業界2強の相手、はなまるうどんさんとは競合していても、最初から自然と棲(す)み分けができていました。
はなまるうどんさんで提供されているうどんの生地はセントラルキッチンでつくられているので、キッチンが狭くても営業できます。店舗スペースが狭くても店をつくれるので、駅前や繁華街などの家賃が高いところにも出店できるという強みがあります。
丸亀製麺は製麺機を置く分、どうしてもスペースが必要なので、家賃が高いエリアにはなかなか出店できません。そこで、駅から離れた郊外のロードサイドやショッピングモールのフードコートといった場所に店を構えることになります。
そのため、「はなまるうどんはよく見るけど、丸亀はあまり見かけない」とお客様に言われたこともあるぐらいです。そういった事情があり、出店エリアがかぶることはそれほどありません。
ただし、丸亀製麺はセントラルキッチンを持たない分、ピンポイントで出店できるのが強みです。セントラルキッチンがあると、そこから配送できるエリアが限られてしまいます。47都道府県すべてにセントラルキッチンをつくるわけにはいきませんし、遠い場所まで運ぼうとすると配送コストがかかるので、自由に出店できなくなります。
丸亀製麺が47都道府県に出店できたのは、セントラルキッチンを持っていないから。製麺機を必須にした結果、全国どこにでも出店できるという効果を生んだのです。
ビジネス「奇をてらった」ところで長続きはしない
棲み分けができていなくても、激戦区を競争しないで勝ち抜くにはどうすればいいのでしょうか。
新たな需要を見つけるには、マーケティング調査をして、世の中が今求めているものは何かを分析する方法があります。しかし、粟田社長は「どこの会社も同じような調査をしているから、結果として他社と同じ路線を歩んでしまう」と考えています。業界においての後発は、他社がやっていないことをしないと差別化できません。とはいえ、奇をてらったことをすれば長続きしません。
丸亀製麺は「他社が面倒だと思ってやらないこと」「他社が捨てた方法」を拾い上げて実践しています。トリドールが手掛けているとんかつ専門店「豚屋とん一(いち)」では、お客様の目の前で、豚の塊肉から1枚ずつ切り出しています。二度揚げもしていますし、そういった面倒なことをあえて実践しているから、お客様にも支持をいただいているのでしょう。

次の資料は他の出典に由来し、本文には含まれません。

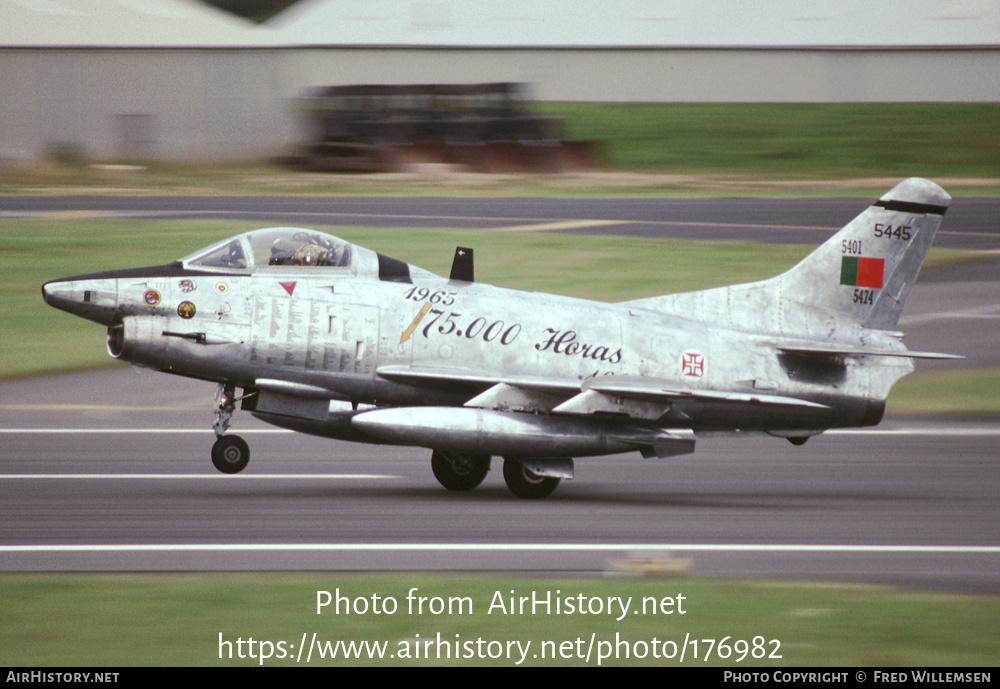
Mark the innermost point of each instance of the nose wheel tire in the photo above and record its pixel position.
(459, 472)
(230, 454)
(524, 483)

面倒なことをすると現場のパートナーさんたちの負担はかかりますが、負荷がかからない単純作業を続けていたら楽であっても面白くありません。やはり、常にハードルを高くしてチャレンジし続ける環境をつくるほうが、やりがいも増すと思います。
また、後発だからこそ競合他社がやっていないことをやり、独自の道を切り拓いていくことができます。
トリドールが運営しているコナズ珈琲の場合、コメダ珈琲さんが競合になります。コメダ珈琲さんはフードメニューが充実しているので、スターバックスさんやドトールさんとは競争せずに店舗を全国規模に展開できたのでしょう。
コナズ珈琲はさらに手間をかけ、手づくりにこだわりました。そこに競争優位性を見いだし新たな市場を開拓することができたのです。すでにある市場での勝負の仕方を考えるより、新たな市場をつくりだす。そうすれば値下げ競争に巻き込まれることもなく、独自の道を進んでいけると思います。
どんなビジネスでも「お客様は来ないのが当たり前」
この商品は売れるに違いない、この店は流行るに違いない。どんなビジネスでも、そんな想いからスタートするはずです。しかし、粟田社長は「お客様は来ないもの」とよく言っています。来ないお客様をいかに来させるか、売れないものをいかに売るか。それが今のビジネスの命題です。
今はライフスタイルが多様化して、商品やサービスの選択肢が多い時代です。うどん屋もそば屋もラーメン屋も多々あり、高級なお店も激安のお店もあります。乾麺やインスタントのうどんの質もグンとよくなりました。そんな中で丸亀製麺に行きたいと思ってもらうには、丸亀製麺でないとダメだと思わせる力が必要です。
「お客様は来るもの」なのか、「お客様は来ないもの」なのか、どちらの認識からスタートするかによって、ビジネスの在り方はまったく変わってきます。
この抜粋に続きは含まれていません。